Já que se está aprovando uma “PEC de Orçamento de guerra”, esta deve distribuir os custos e fazer os que são protegidos pela estabilidade no emprego e têm salários elevados a dar sua cota de sacrifício. Nada mais normal quando empregados do setor privado estão perdendo até 70% dos seus salários, para garantir o emprego.
A lista de medidas está pronta e já consta de outras PECs, hoje em banho-maria.
Vale repeti-la: redução de jornada de servidores com redução de remuneração; contingenciamento do orçamento dos demais Poderes; transferência do saldo dos fundos desses poderes para o Executivo; repasse do pagamento de aposentadorias e pensões para os poderes onde os servidores se aposentaram; inclusão dos inativos nas despesas mínimas de educação e saúde; unificação do gasto mínimo em saúde e educação; limitação das diversas formas de expansão de despesa de pessoal.

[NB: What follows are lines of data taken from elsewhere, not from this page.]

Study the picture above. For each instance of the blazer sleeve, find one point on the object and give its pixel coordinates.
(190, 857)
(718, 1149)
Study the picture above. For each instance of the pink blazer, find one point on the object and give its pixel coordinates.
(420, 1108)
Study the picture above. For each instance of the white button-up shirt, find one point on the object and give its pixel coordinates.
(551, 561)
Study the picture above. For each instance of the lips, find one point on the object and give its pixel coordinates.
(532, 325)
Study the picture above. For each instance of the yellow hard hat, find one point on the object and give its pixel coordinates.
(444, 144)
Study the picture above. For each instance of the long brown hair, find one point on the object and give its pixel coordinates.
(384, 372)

Se medidas como essa permitissem uma pequena redução de 5% na folha de pagamento dos estados e municípios, durante um ano, isso produziria uma economia de R$ 45 bilhões. Ou seja, quase metade do pacote de ajuda poderia ser financiada pelos próprios estados e municípios, sem necessidade de jogar a conta nas costas do contribuinte.
A aprovação de medidas duras, porém justas e garantidoras dos interesses da maioria, requer cooperação e desprendimento das lideranças políticas. Agindo na base do cada um por si, de olho nas próximas eleições, e movidos pelo bate-boca cotidiano, os nossos líderes não serão capazes de aprová-las.
Marcos Mendes é doutor em economia pela USP, consultor legislativo do Senado e ex-chefe da assessoria econômica do ministro da Fazenda (2016-2018)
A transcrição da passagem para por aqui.